God gave the woman to the man to be his "helper" (Heb='ezer; Gen 2:18) - not a role of inferiority or servitude, but an exalted role like that filled by God himself, who in Exodus 18:4 is called our "Helper" ('Ezer). Indeed, the original design for the woman with the man is that of co-equality:
When everything still was good in God's creation, the man and the woman, thrilled by the discovery of their mutual humanity, were fully equal. They both mirrored the image of God; they both were honored by God with the gift of responsibility for the earth. With singing hearts, they lived in harmony with God, with each other, and with the rest of creation" (p272).

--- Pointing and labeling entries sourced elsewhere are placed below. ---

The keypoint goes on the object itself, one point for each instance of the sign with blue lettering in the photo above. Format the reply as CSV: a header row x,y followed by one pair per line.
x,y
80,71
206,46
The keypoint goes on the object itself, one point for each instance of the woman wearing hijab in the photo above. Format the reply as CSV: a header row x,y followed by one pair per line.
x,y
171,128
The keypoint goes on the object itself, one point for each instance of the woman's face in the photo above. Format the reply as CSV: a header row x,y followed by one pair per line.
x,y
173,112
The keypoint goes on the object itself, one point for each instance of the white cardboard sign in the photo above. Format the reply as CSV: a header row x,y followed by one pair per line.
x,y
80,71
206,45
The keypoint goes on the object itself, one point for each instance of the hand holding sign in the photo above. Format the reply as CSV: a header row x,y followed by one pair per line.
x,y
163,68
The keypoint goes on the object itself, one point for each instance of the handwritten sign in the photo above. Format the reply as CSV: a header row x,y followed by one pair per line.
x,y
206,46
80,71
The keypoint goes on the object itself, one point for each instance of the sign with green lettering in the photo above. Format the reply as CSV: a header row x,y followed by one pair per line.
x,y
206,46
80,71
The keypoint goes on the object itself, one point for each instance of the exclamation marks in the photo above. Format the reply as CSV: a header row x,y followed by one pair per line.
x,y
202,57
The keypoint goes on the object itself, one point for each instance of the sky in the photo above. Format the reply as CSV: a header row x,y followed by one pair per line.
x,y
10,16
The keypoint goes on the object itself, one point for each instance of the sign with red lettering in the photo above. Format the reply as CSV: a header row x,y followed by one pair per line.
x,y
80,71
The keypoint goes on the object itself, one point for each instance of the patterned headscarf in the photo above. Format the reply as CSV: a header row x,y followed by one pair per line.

Sadly, their disobedience changed everything. The image of God in their co-humanity was splintered as the relationship between woman and man was shattered and "the world is still reeling from that terrible, cosmic disaster" (p273). And though it is typically understood that this disaster brought alienation between God and humans, it is less well understood that it also brought alienation between humans, particularly between men and women.

In the New Testament, male-female alienation is seen principally as conflict instead of cooperation. In defending their self-interest in this conflict, men tend to dominate, while women tend to manipulate. Both approaches express the twin sins of pride and independence. Thus the New Testament solution is restoration and reconciliation, which stand at the heart of the gospel (Col 1:15-20):
The broken body and shed blood of Jesus restores the broken image to wholeness; what was lost in Eden is recovered by his life, death, and resurrection. Because of Jesus, it is possible for humans to be reconciled to God and to each other, male and female, and to live in the awareness of what God means by good through the strength of the indwelling Spirit of God.... In the new era inaugurated by Jesus, man and women, rather than being at war for the dominant position, are restored to the position of equality that constituted their life before the fall (pp 274-5).
In Christ, men and women are set free to be "equal to" one another in order that they may be "for" each other as God originally intended. According to Jesus, the appropriate metaphor for this is being a servant of one another, rather than lord (Mat 20:25-28). Indeed, the way Jesus treated women was an indication of this restored equality within the kingdom of God. Sadly, this was not practiced by the early church for long. This was largely because the church embraced the deprecation of women as practiced by surrounding peoples.

But the church is called to live in this present age out of the truth of the image of God, revitalized by the breath of God, the Holy Spirit. History shows that when it does so, men and women begin to relate more as equals. This is seen in the New Testament record, and in church renewal movements since. For example, there was a significant move toward female ordination during the American Great Awakening of the 18th century in the northeastern United States. Breathe on us breath of God!